Abstract Text Many antitubulin agents, such as paclitaxel (Taxol), have been used extensively for treatment of several types of cancer, including breast, ovarian, lung, and pancreatic cancers. Despite their wide use in cancer treatment, however, patient response is highly variable and drug resistance remains a major clinical issue. It is therefore essential to identify prognostic markers to predict the patient response and to enhance drug sensitivity. Through biochemical and cell-based kinome-wide screens, we identified MARK2 (microtubule affinity- regulating kinase 2) as a critical regulator for Taxol chemosensitivity in PDAC (pancreatic ductal adenocarcinoma) cells. We show that MARK2 is phosphorylated in response to antitubulin chemotherapeutics. We further identified the corresponding kinase and mapped phosphorylation sites. MARK2 determines Taxol cytotoxicity in PDAC cells without affecting growth under normal conditions. Mechanistically, our findings also suggest that MARK2 controls Taxol chemosensitivity by regulating class IIa HDACs (histone deacetylase). MARK2 directly phosphorylates HDAC4 upon Taxol treatment. MARK2-phosphorylated HDAC4 positively regulates YAP (yes-associated protein) activity and controls expression of YAP target genes specifically induced by Taxol. Inhibition of HDACs sensitizes PDAC cells to Taxol treatment in vitro and in immunocompetent animals. Our hypothesis is that the MARK2-HDACs axis functions as a therapeutic target for overcoming Taxol resistance in PDAC patients. We will test our central hypothesis by three specific aims. Aim 1: Determine the role and regulation of MARK2 in response to antitubulin chemotherapeutics; Aim 2: Elucidate the downstream effectors and mechanisms of MARK2 in response to Taxol chemotherapeutics; Aim 3: Targeting HDACs and serine metabolism to overcome Taxol resistance in PDAC. The identification of new regulators and/or signaling pathways triggered by antitubulin drugs will shed light on the mechanisms underlying chemoresistance. Our study suggests that combining HDAC inhibitors with antitubulin agents (e.g. Taxol) will have enhanced efficacy in treatment of drug-resistant and/or recurrent PDAC patients.

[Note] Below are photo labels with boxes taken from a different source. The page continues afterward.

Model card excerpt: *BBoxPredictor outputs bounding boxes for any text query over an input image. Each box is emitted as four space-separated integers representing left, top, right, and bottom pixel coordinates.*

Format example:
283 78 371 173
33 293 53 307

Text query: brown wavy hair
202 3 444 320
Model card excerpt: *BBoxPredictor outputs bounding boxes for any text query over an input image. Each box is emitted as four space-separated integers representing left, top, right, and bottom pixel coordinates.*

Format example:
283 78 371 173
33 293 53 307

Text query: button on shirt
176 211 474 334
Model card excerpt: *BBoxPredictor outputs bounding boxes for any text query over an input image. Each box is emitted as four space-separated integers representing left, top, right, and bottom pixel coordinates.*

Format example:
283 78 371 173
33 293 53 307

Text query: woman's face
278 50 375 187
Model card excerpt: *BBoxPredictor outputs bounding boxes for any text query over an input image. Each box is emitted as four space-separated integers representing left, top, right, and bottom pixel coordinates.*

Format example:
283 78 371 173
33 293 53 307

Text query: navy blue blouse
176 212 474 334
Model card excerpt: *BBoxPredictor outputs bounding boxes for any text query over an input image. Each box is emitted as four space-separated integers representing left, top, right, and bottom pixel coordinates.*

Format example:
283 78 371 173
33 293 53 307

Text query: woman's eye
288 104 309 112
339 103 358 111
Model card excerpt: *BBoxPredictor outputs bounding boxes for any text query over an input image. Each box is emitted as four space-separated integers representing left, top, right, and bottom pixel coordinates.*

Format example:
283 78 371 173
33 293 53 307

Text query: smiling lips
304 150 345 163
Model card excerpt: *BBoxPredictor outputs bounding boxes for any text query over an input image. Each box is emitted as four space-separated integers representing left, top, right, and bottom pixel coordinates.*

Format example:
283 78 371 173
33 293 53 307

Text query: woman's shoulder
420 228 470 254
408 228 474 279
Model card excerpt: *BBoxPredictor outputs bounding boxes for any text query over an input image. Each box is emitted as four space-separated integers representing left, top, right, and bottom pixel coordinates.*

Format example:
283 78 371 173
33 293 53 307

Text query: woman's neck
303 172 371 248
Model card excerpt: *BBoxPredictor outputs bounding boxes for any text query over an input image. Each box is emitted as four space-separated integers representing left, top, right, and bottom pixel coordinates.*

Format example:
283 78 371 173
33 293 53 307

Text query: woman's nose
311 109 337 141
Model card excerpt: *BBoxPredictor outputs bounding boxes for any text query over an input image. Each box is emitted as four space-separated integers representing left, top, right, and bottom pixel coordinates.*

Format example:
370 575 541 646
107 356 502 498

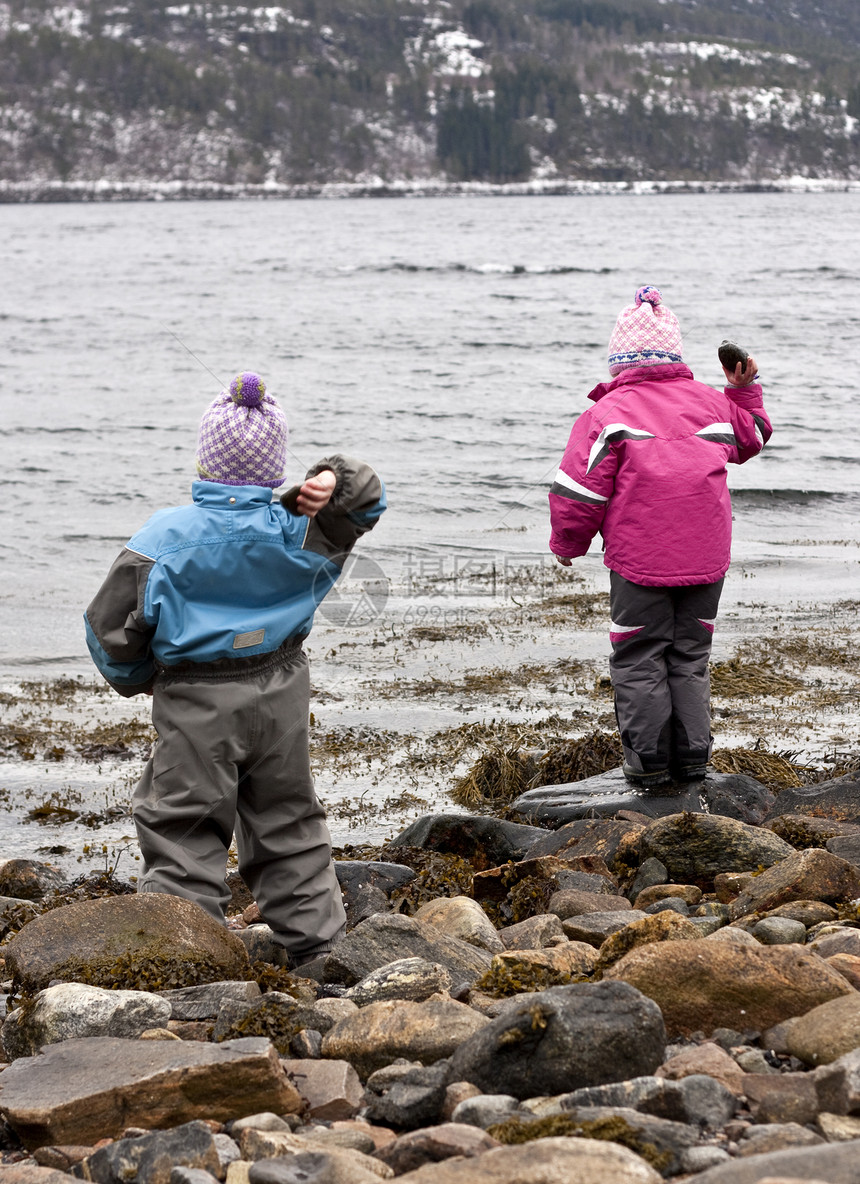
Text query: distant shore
0 176 860 205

摘要文本 许多抗微管蛋白药物，如紫杉醇，已被广泛用于几种类型的治疗 癌症，包括乳腺癌、卵巢癌、肺癌和胰腺癌。尽管它们在癌症治疗中被广泛使用， 然而，患者的反应是高度可变的，耐药性仍然是一个主要的临床问题。因此，它是 必须确定预后标记物，以预测患者的反应并提高药物敏感性。 通过生物化学和基于细胞的全基因组筛选，我们鉴定了Mark2(微管亲和力- 调节激酶2)作为紫杉醇对胰腺导管化疗敏感性的关键调节因子 腺癌)细胞。我们发现Mark2在抗微管蛋白化疗药物作用下被磷酸化。 我们进一步鉴定了相应的激酶并绘制了磷酸化位点图。Mark2确定紫杉醇 正常情况下对PDAC细胞的细胞毒作用而不影响生长。从机制上讲，我们的发现还 提示Mark2通过调节IIa类HDAC(组蛋白脱乙酰酶)来控制紫杉醇的化疗敏感性。 在紫杉醇处理后，Mark2直接使HDAC4磷酸化。Mark2-磷酸化HDAC4呈阳性 特异性地调节YAP(YES相关蛋白)活性并控制YAP靶基因的表达 紫杉醇诱导。体外和体外抑制HDAC使PDAC细胞对紫杉醇的敏感性 具有免疫能力的动物。我们的假设是Mark2-HDACs轴作为一个治疗靶点发挥作用 用于克服PDAC患者的紫杉醇耐药。我们将通过三个具体目标来检验我们的中心假设。 目的1：确定Mark2在抗微管蛋白化疗药物反应中的作用和调节；目的2： 阐明MARK2对紫杉醇化疗药物的下游效应和机制；目的 3：靶向HDAC和丝氨酸代谢以克服PDAC对紫杉醇的耐药性。新产品的识别 由抗微管蛋白药物触发的调节器和/或信号通路将有助于阐明这些机制 潜在的化疗耐药性。我们的研究表明，将HDAC抑制剂与抗微管蛋白药物(例如 紫杉醇)在治疗耐药和/或复发的PDAC患者方面将具有更高的疗效。